# Changing belt on Jet 1014



## TellicoTurning (Feb 9, 2007)

My 5 year old belt on my Jet Mini finally snapped today.. this was the original belt and the lathe was a hand-me-down from the son...so I don't think I have the manual, can't find it right now anyway.

Looking at the lathe, the process to put a new belt on looks pretty straight forward.. any advise to make it easier.

If there is a hard way to do it, I'll figure it out.


----------



## Russb (Feb 9, 2007)

Chuck, take a look at the link below to Amazon. Near the middle of the page they have a link to the manual that shows how to replace the belt. Hope this helps.....

http://www.amazon.com/708351B-JML-1014-Horsepower-Benchtop-Woodworking/dp/B000077CPM/sr=8-1/qid=1171062515/ref=pd_bbs_sr_1/104-5863156-8423120?ie=UTF8&s=hi


----------



## TellicoTurning (Feb 9, 2007)

That's what I need. tks


----------



## Randy_ (Feb 9, 2007)

Going to Amazon.com is sort of the long way around.  Why not just go directly to the JET web site??

www.jettools.com

or directly to the manual

http://www.wmhtoolgroup.com/partfiles/man_708351B.pdf


----------



## Russb (Feb 10, 2007)

I apologize........I needed the exercise.


----------



## Papabear (Feb 10, 2007)

I can't help but wonder how well a link belt would work?


----------



## Randy_ (Feb 10, 2007)

The JET mini does not use a V-belt so a link belt would not work.


----------



## TellicoTurning (Feb 10, 2007)

I found that out today after driving 50 miles to WC in Knoxville, a clerk there said he had one that other people were buying and liked... After I got there I talked to David, the owner, he said the same thing.. I'll have to order a belt from JET.. So I'm out of business until I can call JET on Tuesday and get one...


----------



## TellicoTurning (Feb 10, 2007)

Oh and after I posted last night, I took another look for the manual... it was just where it was supposed to be..


----------



## Randy_ (Feb 10, 2007)

Chuck:  I've got a link to a place where you can buy those belts off the Internet.  I'll bet they cost a lot less than what JET will charge and will probably be of higher quality.  And last time I tried to order something from JET, their shipping charges were ridiculous!!  

I'll look up that link and post it shortly.

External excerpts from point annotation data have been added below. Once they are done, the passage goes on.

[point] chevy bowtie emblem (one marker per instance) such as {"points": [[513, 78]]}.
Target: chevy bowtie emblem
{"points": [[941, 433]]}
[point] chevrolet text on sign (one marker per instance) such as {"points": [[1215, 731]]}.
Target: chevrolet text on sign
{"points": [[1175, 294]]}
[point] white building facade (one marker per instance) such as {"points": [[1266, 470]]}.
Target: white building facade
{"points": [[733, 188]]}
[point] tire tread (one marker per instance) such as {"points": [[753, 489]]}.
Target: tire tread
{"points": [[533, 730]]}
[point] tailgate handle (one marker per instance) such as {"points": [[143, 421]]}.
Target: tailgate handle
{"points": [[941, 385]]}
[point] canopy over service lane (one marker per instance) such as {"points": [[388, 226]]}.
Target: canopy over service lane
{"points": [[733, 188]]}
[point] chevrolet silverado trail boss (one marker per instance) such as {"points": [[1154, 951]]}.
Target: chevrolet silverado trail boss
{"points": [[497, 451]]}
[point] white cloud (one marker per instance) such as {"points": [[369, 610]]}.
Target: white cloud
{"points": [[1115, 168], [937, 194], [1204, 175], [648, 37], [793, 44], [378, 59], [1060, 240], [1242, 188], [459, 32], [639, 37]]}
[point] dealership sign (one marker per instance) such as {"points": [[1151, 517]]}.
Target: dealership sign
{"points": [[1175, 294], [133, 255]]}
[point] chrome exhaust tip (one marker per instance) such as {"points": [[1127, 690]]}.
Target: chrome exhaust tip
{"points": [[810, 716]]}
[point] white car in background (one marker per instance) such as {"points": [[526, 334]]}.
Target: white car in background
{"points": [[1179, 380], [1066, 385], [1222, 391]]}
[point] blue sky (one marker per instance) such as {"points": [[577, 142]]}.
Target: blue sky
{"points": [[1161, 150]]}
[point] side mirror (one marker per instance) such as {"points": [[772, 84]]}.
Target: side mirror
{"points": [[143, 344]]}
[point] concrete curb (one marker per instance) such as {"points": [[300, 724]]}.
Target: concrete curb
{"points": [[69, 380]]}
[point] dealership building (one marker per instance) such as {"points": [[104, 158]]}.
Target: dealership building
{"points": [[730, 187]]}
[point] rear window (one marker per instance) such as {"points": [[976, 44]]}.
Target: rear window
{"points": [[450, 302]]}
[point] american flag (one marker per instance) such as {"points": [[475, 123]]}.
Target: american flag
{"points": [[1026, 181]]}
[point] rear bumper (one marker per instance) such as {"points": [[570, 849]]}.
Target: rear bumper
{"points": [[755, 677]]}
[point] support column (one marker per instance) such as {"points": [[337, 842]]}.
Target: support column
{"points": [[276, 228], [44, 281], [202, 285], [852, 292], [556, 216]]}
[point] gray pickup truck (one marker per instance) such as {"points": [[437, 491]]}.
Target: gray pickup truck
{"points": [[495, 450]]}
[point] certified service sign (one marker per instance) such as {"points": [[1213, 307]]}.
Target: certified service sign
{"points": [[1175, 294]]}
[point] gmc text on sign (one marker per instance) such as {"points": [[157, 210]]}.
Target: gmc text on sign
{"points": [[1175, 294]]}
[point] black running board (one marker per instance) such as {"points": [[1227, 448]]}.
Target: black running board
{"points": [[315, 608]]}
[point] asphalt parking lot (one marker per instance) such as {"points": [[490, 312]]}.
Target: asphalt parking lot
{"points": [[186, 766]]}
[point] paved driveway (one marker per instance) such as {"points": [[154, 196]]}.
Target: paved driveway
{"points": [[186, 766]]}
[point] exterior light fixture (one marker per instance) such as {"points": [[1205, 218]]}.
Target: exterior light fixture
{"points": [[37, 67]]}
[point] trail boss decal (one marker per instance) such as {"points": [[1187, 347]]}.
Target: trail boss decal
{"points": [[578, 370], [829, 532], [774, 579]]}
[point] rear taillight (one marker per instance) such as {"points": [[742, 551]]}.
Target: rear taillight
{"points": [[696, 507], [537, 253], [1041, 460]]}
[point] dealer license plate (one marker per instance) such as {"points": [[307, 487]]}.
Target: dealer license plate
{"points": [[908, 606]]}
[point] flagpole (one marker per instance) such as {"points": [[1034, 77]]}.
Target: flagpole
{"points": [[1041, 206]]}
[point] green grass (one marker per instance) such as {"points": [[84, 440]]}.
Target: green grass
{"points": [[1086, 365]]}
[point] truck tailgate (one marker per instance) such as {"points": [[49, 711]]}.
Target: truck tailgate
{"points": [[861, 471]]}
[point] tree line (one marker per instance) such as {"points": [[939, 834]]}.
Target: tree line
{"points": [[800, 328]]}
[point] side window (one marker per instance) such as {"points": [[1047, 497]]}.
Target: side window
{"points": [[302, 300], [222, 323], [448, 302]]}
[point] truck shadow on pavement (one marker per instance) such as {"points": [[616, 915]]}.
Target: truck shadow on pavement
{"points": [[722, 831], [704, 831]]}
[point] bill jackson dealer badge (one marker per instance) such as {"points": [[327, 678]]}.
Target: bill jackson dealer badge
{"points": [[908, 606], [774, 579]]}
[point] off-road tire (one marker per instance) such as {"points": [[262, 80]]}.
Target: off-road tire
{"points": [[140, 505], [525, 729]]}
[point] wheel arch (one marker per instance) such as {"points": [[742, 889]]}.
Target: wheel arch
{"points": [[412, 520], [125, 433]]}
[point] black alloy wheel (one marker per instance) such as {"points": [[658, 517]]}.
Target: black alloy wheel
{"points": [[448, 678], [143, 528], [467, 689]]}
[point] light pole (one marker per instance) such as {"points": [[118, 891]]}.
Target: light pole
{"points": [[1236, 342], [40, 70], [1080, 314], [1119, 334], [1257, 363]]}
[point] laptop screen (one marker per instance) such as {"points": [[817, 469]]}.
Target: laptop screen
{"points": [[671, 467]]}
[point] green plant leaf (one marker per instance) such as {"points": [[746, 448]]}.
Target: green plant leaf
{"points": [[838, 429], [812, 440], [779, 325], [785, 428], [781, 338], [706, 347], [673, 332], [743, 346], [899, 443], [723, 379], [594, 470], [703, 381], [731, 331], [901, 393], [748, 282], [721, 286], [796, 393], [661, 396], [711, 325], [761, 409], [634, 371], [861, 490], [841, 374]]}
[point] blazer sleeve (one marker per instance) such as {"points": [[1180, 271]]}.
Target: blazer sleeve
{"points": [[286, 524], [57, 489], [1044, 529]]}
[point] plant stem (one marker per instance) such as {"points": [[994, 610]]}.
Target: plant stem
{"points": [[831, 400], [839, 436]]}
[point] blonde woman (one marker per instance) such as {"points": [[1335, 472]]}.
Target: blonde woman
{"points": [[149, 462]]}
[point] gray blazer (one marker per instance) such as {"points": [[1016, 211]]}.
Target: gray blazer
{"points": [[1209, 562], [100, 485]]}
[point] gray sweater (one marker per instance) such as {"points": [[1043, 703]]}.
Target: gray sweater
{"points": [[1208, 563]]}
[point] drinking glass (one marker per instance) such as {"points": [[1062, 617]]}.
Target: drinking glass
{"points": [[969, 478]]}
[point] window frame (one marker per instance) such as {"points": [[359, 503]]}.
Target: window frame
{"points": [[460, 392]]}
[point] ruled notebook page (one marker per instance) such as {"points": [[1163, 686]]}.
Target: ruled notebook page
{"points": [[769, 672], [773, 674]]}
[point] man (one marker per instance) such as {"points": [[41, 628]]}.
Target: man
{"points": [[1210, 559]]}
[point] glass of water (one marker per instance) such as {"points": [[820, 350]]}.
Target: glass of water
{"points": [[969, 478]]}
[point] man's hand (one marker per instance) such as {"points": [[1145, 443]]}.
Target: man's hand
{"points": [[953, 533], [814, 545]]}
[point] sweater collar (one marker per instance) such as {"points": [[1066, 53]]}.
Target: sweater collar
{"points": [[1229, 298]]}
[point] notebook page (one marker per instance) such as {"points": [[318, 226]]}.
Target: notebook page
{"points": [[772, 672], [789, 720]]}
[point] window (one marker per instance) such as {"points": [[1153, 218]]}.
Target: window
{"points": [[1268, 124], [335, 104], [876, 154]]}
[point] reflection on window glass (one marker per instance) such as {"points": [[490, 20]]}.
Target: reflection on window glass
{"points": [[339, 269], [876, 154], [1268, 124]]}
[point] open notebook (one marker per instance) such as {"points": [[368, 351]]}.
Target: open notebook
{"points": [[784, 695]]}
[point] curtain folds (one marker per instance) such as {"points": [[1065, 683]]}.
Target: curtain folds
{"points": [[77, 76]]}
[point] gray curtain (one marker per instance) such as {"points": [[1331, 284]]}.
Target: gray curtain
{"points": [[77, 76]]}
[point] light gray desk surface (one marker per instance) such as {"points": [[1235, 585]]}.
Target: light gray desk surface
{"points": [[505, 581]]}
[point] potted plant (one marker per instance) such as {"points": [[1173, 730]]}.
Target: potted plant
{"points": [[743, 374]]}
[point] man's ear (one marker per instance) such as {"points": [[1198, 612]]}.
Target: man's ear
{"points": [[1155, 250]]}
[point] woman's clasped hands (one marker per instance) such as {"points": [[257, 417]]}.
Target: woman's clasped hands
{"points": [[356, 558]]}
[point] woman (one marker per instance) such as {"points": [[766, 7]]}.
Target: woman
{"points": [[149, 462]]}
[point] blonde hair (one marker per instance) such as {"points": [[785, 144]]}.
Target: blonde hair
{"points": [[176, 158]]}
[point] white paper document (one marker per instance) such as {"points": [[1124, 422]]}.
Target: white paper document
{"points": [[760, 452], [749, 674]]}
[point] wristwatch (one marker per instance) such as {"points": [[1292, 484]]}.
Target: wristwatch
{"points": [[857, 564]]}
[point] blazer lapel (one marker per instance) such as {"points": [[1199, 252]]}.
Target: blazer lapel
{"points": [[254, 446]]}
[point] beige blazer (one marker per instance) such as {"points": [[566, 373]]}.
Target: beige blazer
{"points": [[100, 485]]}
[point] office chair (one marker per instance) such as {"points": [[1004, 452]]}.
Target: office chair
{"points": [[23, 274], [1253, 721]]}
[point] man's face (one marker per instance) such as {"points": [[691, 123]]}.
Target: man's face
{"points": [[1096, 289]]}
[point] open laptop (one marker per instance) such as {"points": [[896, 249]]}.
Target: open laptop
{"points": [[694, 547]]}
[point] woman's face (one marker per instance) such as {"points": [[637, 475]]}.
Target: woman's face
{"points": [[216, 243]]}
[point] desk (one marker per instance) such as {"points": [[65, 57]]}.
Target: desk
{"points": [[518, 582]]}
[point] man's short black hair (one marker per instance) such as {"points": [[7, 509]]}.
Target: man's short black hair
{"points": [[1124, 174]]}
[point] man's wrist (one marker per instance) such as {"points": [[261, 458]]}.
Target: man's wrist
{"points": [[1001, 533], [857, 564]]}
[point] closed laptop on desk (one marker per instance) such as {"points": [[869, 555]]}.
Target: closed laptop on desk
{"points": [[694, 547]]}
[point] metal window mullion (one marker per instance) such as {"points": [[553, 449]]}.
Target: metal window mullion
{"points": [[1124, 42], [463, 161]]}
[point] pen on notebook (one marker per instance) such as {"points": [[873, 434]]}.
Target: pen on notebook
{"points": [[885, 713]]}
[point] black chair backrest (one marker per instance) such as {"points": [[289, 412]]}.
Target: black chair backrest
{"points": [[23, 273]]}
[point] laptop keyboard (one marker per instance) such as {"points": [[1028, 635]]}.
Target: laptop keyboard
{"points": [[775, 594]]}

Let us know what JET wants for the belt and the shipping.  I'm thinking about doing a bulk buy for that belt if there is enough interest.


----------



## Randy_ (Feb 10, 2007)

As promised. Link to a site for purchase of the JET Mini belt:

Michigan Industrial Belting

Company name: Michigan Industrial Belting, Inc.
Phone number:1-800-778-1650

For any who might need the information, the belt is made in the USA by CARLISLE. (on a Chinese lathe[][]) Carlisle calls it a Poly-Rib and the number/size is 240J. There is also a "3303" on the belt. Not sure what that is....maybe a JET number??

I talked to these folks a year or so ago and as I recall, the belt was about 10 bucks and shipping on the order of $5. You have to call them to order. They do not have an online store.


----------



## Randy_ (Feb 11, 2007)

Chuck:  Please let us know what JET wants for a new belt so I can determine if doing a bulk buy from an alternative source is worthwhile.  Thanks.


----------